D’autres contributions enrichissent les chemins du discernement pour notre temps. L’apprentissage de l’ouverture du cœur est une constante de la grande tradition monastique. C’est la découverte que l’autre, véritable sacrement pascal, sera toujours pour nous un mystère de foi. « Je sais que c’est Pâques, puisque j’ai mérité de te voir ». Comme l’exprime une sentence antique : « Ta clé ouvre ma porte, ma clé ouvre ta porte. Ensemble, nous sommes à l’écoute d’un Autre qui parle et agit en nous, à travers nous ». L’eros, l’agressivité, l’angoisse, les questions essentielles sont révélées et le dialogue ouvre à la croissance, à la liberté, à l’amour vrai. Les failles, les blessures, les fautes mêmes peuvent devenir dans ce contexte source de croissance et de vie.
Les chroniques concernant les communautés monastiques du Sud-est asiatique n’ont pas été écrites dans la perspective d’une maturation humaine. Mais in fine, toutes nos vies personnelles et communautaires ne sont-elles pas en croissance dans l’histoire sainte que constitue la vie de nos communautés monastiques et celle de l’Église ? Chaque continent, chaque monastère apporte sa contribution unique inscrite dans le temps et dans l’espace.

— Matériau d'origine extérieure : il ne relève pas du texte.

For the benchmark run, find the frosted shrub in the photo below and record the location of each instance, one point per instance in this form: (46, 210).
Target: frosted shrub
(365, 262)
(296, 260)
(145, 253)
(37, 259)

Ce sont autant d’approches culturelles qui enrichissent la foi chrétienne et les traditions monastiques issues de saint Benoît.

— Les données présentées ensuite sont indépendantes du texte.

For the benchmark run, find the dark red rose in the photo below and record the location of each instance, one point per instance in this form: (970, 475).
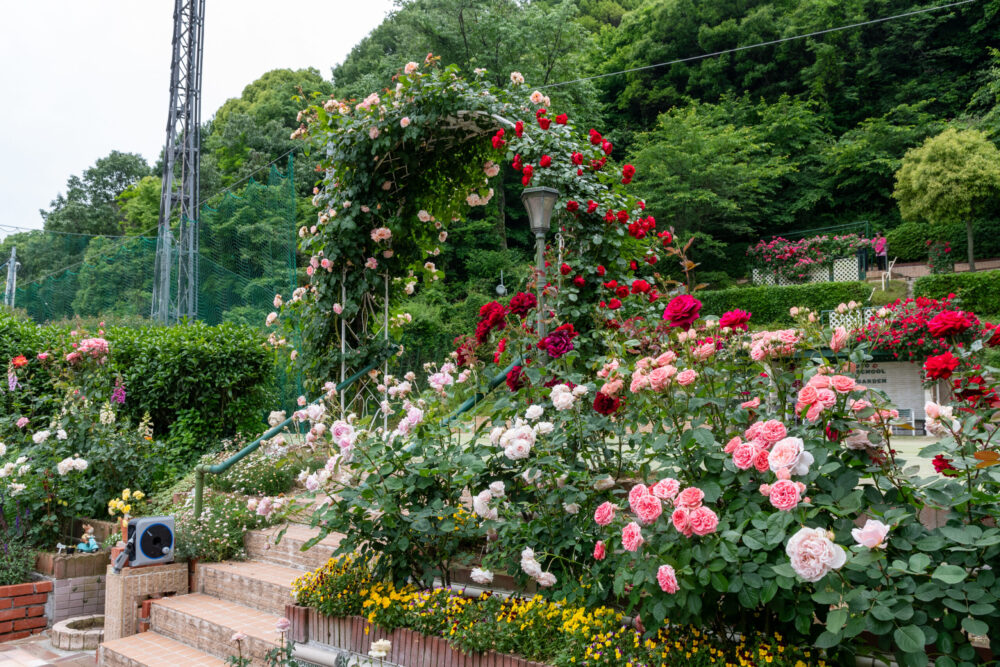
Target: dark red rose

La rencontre des autres religions peut elle aussi devenir source de croissance et de maturation dans la vie des moniales et des moines de notre époque. Elle impose aussi sa discipline propre à toute vraie rencontre dans l’hospitalité et le respect d’autrui. Si chaque étape de notre maturation a ses constantes, il est une démarche ultime dans les étapes de l’existence : celle de la mort. Le témoignage des moines de Tibhérine, en ce dixième anniversaire de leur mort si tragique, ouvre pleinement le mystère de la Croix et de la Résurrection. Et ce n’est pas sans émotion et recueillement que leur souvenir reste vivant en nous, sang versé par amour, démarche ultime de la croissance de l’être en Jésus-Christ.
1 Cette contribution rejoint une dimension de l’ascèse chrétienne invitant au lâcher-prise et au renoncement pour mieux être et mieux découvrir le Visage divin, toujours inconnu et tout-autre à travers Celui qui est l’icône du Dieu invisible.